Für Kinder und Jugendliche kommen körperverändernde Maßnahmen laut UKM nur in Betracht, wenn eine ausführliche Begutachtung und eine nachhaltige, mehrdimensionale Indikationsstellung vorliegen.

Gegenstimmen aus der Fachwelt und Elterninitiativen

Die Thematik ist auch innerhalb der medizinischen Fachwelt umstritten. Während viele Fachverbände die S2k-Leitlinie begrüßen, fordern einzelne Wissenschaftler und Elterninitiativen mehr Zurückhaltung. Kritisiert werden unter anderem die Langzeitwirkungen von Pubertätsblockern und die Evidenzlage der verwendeten Studien. Auch der Bundesgesundheitsminister hatte im Vorfeld des Selbstbestimmungsgesetzes betont, dass „medizinische Entscheidungen bei Minderjährigen sorgfältig und individuell getroffen“ werden müssten.

Berlin-Symposium als weiterer Kontext

Zwei Tage nach der Protestveranstaltung in Münster findet am 17. September 2025 in Berlin das „Symposium Geschlechtsinkongruenz. Leitliniengerechte Behandlung im Kindes-, Jugend- und Erwachsenenalter“ statt. Veranstalter sind die Kliniken im Theodor-Wenzel-Werk und das St. Joseph Krankenhaus Berlin. Das Symposium ist eine eigenständige Fachveranstaltung und organisatorisch nicht mit den Frauenheldinnen verbunden. Der Verein hat allerdings für denselben Tag eine Gegendemonstration in Berlin angekündigt.

Hintergrund: Was regelt die S2k-Leitlinie?

Die S2k-Leitlinie „Geschlechtsinkongruenz bei Kindern und Jugendlichen“ beschreibt diagnostische, psychotherapeutische und medizinische Schritte, die Fachärzte und Therapeuten bei entsprechender Indikation einleiten können.
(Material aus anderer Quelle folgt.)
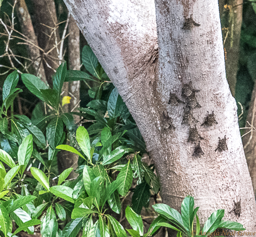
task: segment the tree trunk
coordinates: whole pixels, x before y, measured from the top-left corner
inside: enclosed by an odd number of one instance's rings
[[[34,30],[31,18],[25,1],[18,0],[16,7],[22,34],[25,35],[32,44],[38,45],[38,39]],[[32,44],[29,44],[27,47],[28,56],[30,59],[32,60],[31,66],[32,69],[30,72],[39,76],[44,82],[46,82],[46,74],[42,61],[40,50]],[[30,68],[28,68],[28,69],[30,69]]]
[[[51,86],[52,75],[59,65],[58,47],[56,45],[60,42],[60,36],[55,3],[53,0],[40,0],[33,1],[33,5],[36,18],[35,30],[39,46],[44,50],[42,55],[44,67],[48,83]]]
[[[243,15],[243,0],[219,0],[226,78],[234,96],[239,55],[240,34]]]
[[[180,209],[190,194],[201,220],[224,209],[226,219],[255,230],[217,1],[156,0],[155,7],[149,0],[64,2],[137,123],[163,202]],[[240,198],[240,217],[229,214]]]

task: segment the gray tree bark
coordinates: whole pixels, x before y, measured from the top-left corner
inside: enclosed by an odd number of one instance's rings
[[[163,202],[180,209],[190,194],[201,221],[224,209],[226,219],[255,230],[256,204],[226,79],[217,1],[64,2],[138,126]],[[240,198],[238,218],[228,212]]]

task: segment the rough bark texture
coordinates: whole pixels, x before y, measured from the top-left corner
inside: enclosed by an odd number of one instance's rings
[[[245,134],[248,133],[243,138],[243,148],[248,164],[250,174],[253,181],[254,194],[256,195],[256,84],[253,89],[251,103],[248,112],[246,121],[253,126],[250,129],[246,129]],[[246,124],[246,127],[250,127]]]
[[[16,7],[17,16],[20,24],[23,34],[26,35],[28,40],[32,44],[38,45],[38,39],[35,34],[30,14],[28,13],[25,1],[18,0]],[[31,73],[35,74],[43,81],[46,82],[46,74],[39,49],[32,45],[32,44],[28,44],[27,47],[29,58],[34,61],[30,68],[28,68],[28,70],[30,70],[31,68],[32,68],[32,70],[30,72]]]
[[[44,67],[47,81],[51,86],[51,76],[59,66],[57,48],[49,51],[60,41],[55,3],[53,0],[40,0],[33,1],[33,5],[37,24],[35,30],[39,46],[44,50],[42,55],[45,60]]]
[[[231,93],[234,96],[240,51],[243,0],[219,0],[218,2],[225,50],[226,78]]]
[[[256,204],[226,79],[217,1],[156,0],[156,16],[148,0],[64,2],[139,127],[163,202],[179,209],[191,194],[201,220],[225,209],[226,219],[255,230]],[[169,103],[170,92],[184,102]],[[201,126],[213,111],[218,123]],[[195,144],[188,142],[187,123],[203,138]],[[227,150],[219,137],[226,138]],[[242,214],[228,214],[240,198]]]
Die Leitlinie ist ein Konsenspapier, keine Richtlinie mit verbindlichem Status. Sie wurde unter Koordination des UKM-Professors Georg Romer veröffentlicht und von zahlreichen Fachgesellschaften mitgetragen.
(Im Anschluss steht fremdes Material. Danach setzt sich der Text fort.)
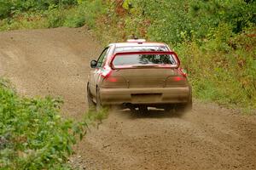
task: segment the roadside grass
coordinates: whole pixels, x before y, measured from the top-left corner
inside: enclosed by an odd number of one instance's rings
[[[0,78],[0,169],[71,169],[72,146],[107,111],[89,111],[81,122],[61,117],[60,99],[23,98]]]

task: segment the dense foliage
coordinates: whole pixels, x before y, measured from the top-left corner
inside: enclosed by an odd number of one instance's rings
[[[49,97],[20,98],[0,79],[0,169],[69,169],[66,162],[76,136],[83,137],[103,114],[74,123],[61,118],[61,104]]]
[[[0,1],[0,30],[86,24],[105,44],[131,35],[165,42],[182,58],[194,96],[256,108],[256,1]]]

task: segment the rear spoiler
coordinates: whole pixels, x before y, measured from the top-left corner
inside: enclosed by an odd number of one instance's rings
[[[131,54],[167,54],[167,55],[172,55],[174,57],[174,60],[176,61],[176,65],[172,65],[172,68],[178,68],[179,65],[180,65],[180,60],[177,55],[176,53],[174,52],[171,52],[171,51],[168,51],[168,52],[164,52],[164,51],[140,51],[140,52],[121,52],[121,53],[116,53],[113,54],[113,56],[111,58],[110,60],[110,67],[114,69],[113,68],[113,61],[114,60],[114,58],[117,56],[117,55],[131,55]]]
So arbeitet das Center for Transgender Health (CTH) am UKM

Das CTH am Universitätsklinikum Münster bietet seit 2022 eine transdisziplinäre Versorgung für Kinder, Jugendliche und Erwachsene. Zum Team gehören Expertinnen und Experten aus Psychiatrie, Endokrinologie, plastischer Chirurgie, Gynäkologie, Urologie und weiteren Fachrichtungen. Die Einrichtung versteht sich als ergebnisoffene Anlaufstelle und betont, dass keine Therapieform „automatisch“ eingeleitet werde.
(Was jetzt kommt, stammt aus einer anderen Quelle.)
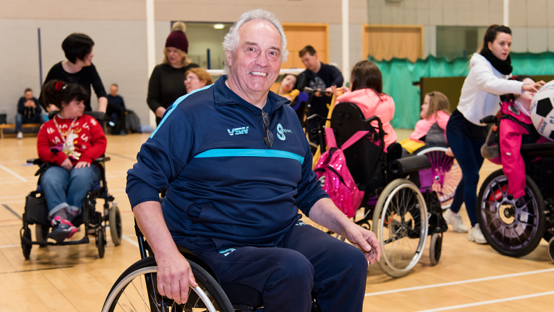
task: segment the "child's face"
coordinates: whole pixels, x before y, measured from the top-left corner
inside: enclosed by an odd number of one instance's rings
[[[535,83],[531,78],[525,78],[523,81],[524,83],[527,85],[533,85]],[[524,107],[527,111],[528,112],[529,110],[531,109],[531,100],[533,100],[533,96],[535,95],[535,92],[526,91],[519,96],[516,97],[516,100],[517,101],[519,104],[521,104],[521,106]]]
[[[429,96],[426,95],[425,98],[423,100],[423,105],[421,105],[421,112],[420,113],[420,117],[422,119],[425,119],[425,117],[427,116],[427,112],[429,112],[429,101],[431,101],[431,98]]]
[[[296,83],[296,78],[292,75],[287,75],[286,77],[283,78],[281,82],[281,89],[285,93],[289,93],[292,91],[294,85]]]
[[[84,112],[84,103],[82,101],[73,100],[62,109],[64,118],[75,118],[82,116]]]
Korrekturhinweis (16.09.2025)

In einer früheren Version dieses Artikels wurde das Berliner Symposium am 17. September 2025 fälschlich als „Trans – ein medizinischer Skandal?“ bezeichnet und dem Verein Frauenheldinnen e.V. zugeschrieben.
Korrekt ist der Titel „Symposium Geschlechtsinkongruenz. Leitliniengerechte Behandlung im Kindes-, Jugend- und Erwachsenenalter“. Veranstalter sind die Kliniken im Theodor-Wenzel-Werk sowie das St. Joseph Krankenhaus Berlin. Der Verein Frauenheldinnen e.V. organisiert lediglich eine Gegendemonstration, steht jedoch nicht in organisatorischer Verbindung zum Symposium. Wir bitten den Fehler zu entschuldigen.